McCain's promise of overt bipartisanship is a welcome change.
Both Bush and Clinton tried the ruse of covert bipartisanship. The strategy of the fiscally conservative Democrat and compassionate conservative was an attempt to steal issues from their opponents with the notion that through such schizophrenic action, they could buy unending power. Elinor Burkett's Baby Boon shows how Clinton sold out the feminist constituency for a power grab at the family friendly center.
Bush shouted down fiscal conservatives in the Republican party, and committed the a sin in the eyes of the traditional Republican of invading Iraq without really thinking through the end game. Both the Powell Doctrine and Constitution of the United States demand greater scrutiny before engaging in things such as war.
The idea of invading a country in order to effect some sort of nebulous change is the antithesis of traditional Republican thought.
Bush and Clinton were both centrist candidates. The candidates wanted their names associated with the center. The problem with this type of character is that, when they make compromises, the candidates are so eager to get their name associated with the centrist legislation that they fail to acknowledge compromises as compromises. They fail to give credit to their opponents. Sucn an approach to politics makes members of the opposition party feel cut out and belittled and leads to angry self destructive politics.

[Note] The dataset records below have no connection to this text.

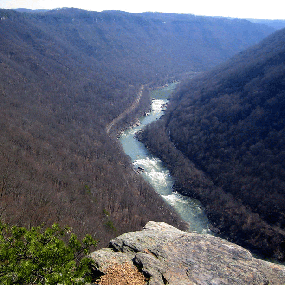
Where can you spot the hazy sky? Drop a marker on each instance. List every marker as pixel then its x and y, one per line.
pixel 272 9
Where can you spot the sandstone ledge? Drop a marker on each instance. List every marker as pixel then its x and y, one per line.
pixel 166 255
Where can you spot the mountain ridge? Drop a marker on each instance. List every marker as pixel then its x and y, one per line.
pixel 227 125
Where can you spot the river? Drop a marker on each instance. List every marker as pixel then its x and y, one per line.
pixel 156 173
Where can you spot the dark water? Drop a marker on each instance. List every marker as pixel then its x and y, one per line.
pixel 156 173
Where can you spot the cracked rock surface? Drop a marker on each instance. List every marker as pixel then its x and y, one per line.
pixel 166 255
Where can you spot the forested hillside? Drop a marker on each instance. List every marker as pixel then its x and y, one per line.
pixel 228 129
pixel 64 76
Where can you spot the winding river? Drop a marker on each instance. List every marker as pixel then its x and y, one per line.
pixel 156 173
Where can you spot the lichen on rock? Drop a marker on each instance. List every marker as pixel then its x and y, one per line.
pixel 166 255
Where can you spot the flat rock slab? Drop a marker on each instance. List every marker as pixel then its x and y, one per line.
pixel 166 255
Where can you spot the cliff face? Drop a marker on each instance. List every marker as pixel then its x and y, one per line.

A better approach to centrism and compromise is to keep one's message clear and to openly acknowledge compromises.
Back to McCain. McCain's decision to draw cabinet members might be a good sign. A cabinet that overtly acknowledges that it is drawing ideas from different ideological traditions might help our leaders maintain the integrity of their message.
IMHO, bipartisan efforts do better when the players openly acknowledge who they are, and overtly engage in discourse. In such a situation, the compromises are clear and different parties feel engaged. Efforts fail when politics is about backstabbing and undermining others in the grub for power and those ever so lucrative connections to Fannie and Freddie.
I think McCain is one of the few politicians who could pull off a mixed cabinet. I don't think Obama has experience at this point in his career to pull off a bipartisan cabinet. I don't think Bush had the clarity of vision to pull off a bipartisan cabinet either.